Demografik ve göç hareketleri: İstanbul’a göç ve kentleşme baskısı konut talebini canlı tutuyor; özellikle ulaşım, altyapı yatırımları olan semtlerde talep daha yüksek.
Yabancı yatırımcıların ilgisi: Döviz kuru ve Türkiye’nin genel yatırım ortamı yabancılar için cazibe unsuru oluştursa da, prosedürler, vergiler gibi engeller satışları sınırlayan faktör olabiliyor.
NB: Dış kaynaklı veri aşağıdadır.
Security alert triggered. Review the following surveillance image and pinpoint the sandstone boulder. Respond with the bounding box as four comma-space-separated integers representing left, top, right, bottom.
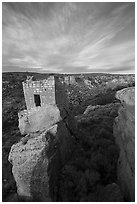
113, 87, 135, 201
9, 116, 74, 201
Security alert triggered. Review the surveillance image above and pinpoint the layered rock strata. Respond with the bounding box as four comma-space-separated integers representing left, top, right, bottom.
113, 87, 135, 201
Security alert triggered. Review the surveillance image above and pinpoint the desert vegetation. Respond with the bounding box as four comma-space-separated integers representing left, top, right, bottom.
2, 72, 135, 201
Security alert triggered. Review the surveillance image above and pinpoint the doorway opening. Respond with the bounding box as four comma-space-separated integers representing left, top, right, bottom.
34, 94, 41, 106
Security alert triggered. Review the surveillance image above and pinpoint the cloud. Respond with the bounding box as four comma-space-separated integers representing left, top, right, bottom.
2, 2, 135, 72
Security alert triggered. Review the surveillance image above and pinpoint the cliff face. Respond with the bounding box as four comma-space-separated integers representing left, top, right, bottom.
9, 106, 74, 201
113, 87, 135, 201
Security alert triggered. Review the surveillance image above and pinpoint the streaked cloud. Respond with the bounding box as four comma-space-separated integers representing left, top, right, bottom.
2, 2, 135, 73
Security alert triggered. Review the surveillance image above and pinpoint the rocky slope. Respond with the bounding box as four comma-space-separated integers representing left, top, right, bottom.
9, 108, 75, 201
114, 87, 135, 202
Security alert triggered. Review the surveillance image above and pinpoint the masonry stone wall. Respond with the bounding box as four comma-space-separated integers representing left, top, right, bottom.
23, 76, 55, 111
18, 76, 68, 135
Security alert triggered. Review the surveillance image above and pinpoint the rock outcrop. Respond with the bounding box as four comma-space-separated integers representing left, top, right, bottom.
113, 87, 135, 201
9, 106, 74, 201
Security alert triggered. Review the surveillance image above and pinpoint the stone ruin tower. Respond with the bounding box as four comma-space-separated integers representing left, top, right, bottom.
18, 76, 67, 134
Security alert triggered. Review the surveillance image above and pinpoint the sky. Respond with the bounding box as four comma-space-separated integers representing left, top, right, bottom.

Hukuki düzenlemeler & kira politikası: Kira zam sınırı kalktıktan sonra kiralarda artış beklentisi oluştu; kiracı-ev sahibi dengesi üzerinde etkisi olacak. Ayrıca imar, ruhsat, yönetmelik gibi düzenleyici çerçeveler üretimi etkiliyor.
Yüksek enflasyon ve belirsiz para politikası, konut alıcılarını temkinli olmaya sevk edebiliyor.
İnşaat maliyetlerindeki dalgalanma, bazı projelerde süre uzatmalarına ya da maliyet hesaplarının sapmasına sebep olabiliyor.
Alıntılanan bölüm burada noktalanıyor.